Melihat fenomena itu, dia mengatakan, pentingnya BPSDM KP merasa perlu untuk ambil bagian dalam mewujudkan bisnis ikan hias sebagai kekuatan baru ekonomi kelautan dan perikanan. Menurutnya, Indonesia hendaknya tidak terbatas sebagai “surga” ikan hias, tetapi juga sebagai “raja” ekportir ikan hias di seluruh dunia. “Makanya upaya yang harus dilakukan tentu saja dengan meningkatkan pengetahuan dan pemahaman selain produksi juga dalam melakukan ekspor, oleh karenanya kami bersama dengan pelaku usaha di ikan hias akan memberikan pelatihan-pelatihan dan sosialisasi menyeluruh kepada masyarakat,” tegasnya.

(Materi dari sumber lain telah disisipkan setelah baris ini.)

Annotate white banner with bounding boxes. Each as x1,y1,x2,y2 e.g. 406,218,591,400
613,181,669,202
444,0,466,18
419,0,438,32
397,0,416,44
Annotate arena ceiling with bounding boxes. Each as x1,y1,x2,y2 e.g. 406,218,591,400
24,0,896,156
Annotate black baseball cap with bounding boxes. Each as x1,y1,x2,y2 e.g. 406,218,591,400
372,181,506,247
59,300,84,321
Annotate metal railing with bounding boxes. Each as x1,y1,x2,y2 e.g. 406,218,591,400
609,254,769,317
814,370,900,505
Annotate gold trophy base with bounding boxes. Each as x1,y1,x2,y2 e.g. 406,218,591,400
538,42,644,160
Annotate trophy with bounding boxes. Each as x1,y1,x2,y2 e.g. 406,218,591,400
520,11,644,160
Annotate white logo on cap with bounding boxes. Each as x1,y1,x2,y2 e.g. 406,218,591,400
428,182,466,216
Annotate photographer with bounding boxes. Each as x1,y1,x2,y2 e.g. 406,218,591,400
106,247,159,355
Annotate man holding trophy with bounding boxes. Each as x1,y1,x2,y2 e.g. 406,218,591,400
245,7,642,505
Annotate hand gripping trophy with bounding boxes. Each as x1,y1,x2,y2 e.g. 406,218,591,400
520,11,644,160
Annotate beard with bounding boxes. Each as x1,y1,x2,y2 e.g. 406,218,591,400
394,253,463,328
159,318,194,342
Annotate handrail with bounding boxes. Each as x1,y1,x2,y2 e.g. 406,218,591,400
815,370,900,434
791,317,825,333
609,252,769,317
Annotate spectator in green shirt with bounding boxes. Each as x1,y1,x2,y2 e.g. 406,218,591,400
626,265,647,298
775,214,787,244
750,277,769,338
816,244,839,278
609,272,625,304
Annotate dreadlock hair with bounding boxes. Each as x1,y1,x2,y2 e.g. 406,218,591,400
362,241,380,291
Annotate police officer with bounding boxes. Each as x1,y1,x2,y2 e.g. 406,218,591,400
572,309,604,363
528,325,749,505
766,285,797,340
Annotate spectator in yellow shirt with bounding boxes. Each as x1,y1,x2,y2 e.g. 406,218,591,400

Pada kesempatan yang sama Suhana, S.Pi, M.Si, dosen mata kuliah Ekonomi Politik Sumberdaya Alam, Program Studi Ekonomi dan Lingkungan Institut Pertanian Bogor (IPB) mengatakan dari peneliti pada Pusat Kajian Pembangunan Kelautan dan Peradaban Maritim, mengatakan, lima negara utama eksportir ikan hias dunia tahun 2013 mengalami perubahan dari tahun 2009. Indonesia pada tahun 2009 belum termasuk eksportir ikan hias terbesar dunia, namun pada tahun 2013 Indonesia sudah termasuk kelompok 5 besar dengan menempati peringkat ketiga setelah Spanyol dan Jepang, yang kemudian diikuti oleh Malaysia dan Ceko di urutan keempat dan kelima. Untuk itu, salah satu rekomendasi Suhana adalah meningkatkan peran serta KKP melalui BPSDM KP dalam mendorong tumbuhnya pelaku bisnis ikan hias di Indonesia. “Sebenarnya masalahnya adalah selama ini ekspor kita melalui negara lain, padahal jika dilakukan langsung kenegara tujuan Indonesia bisa menjadi eksportir terbesar,” katanya.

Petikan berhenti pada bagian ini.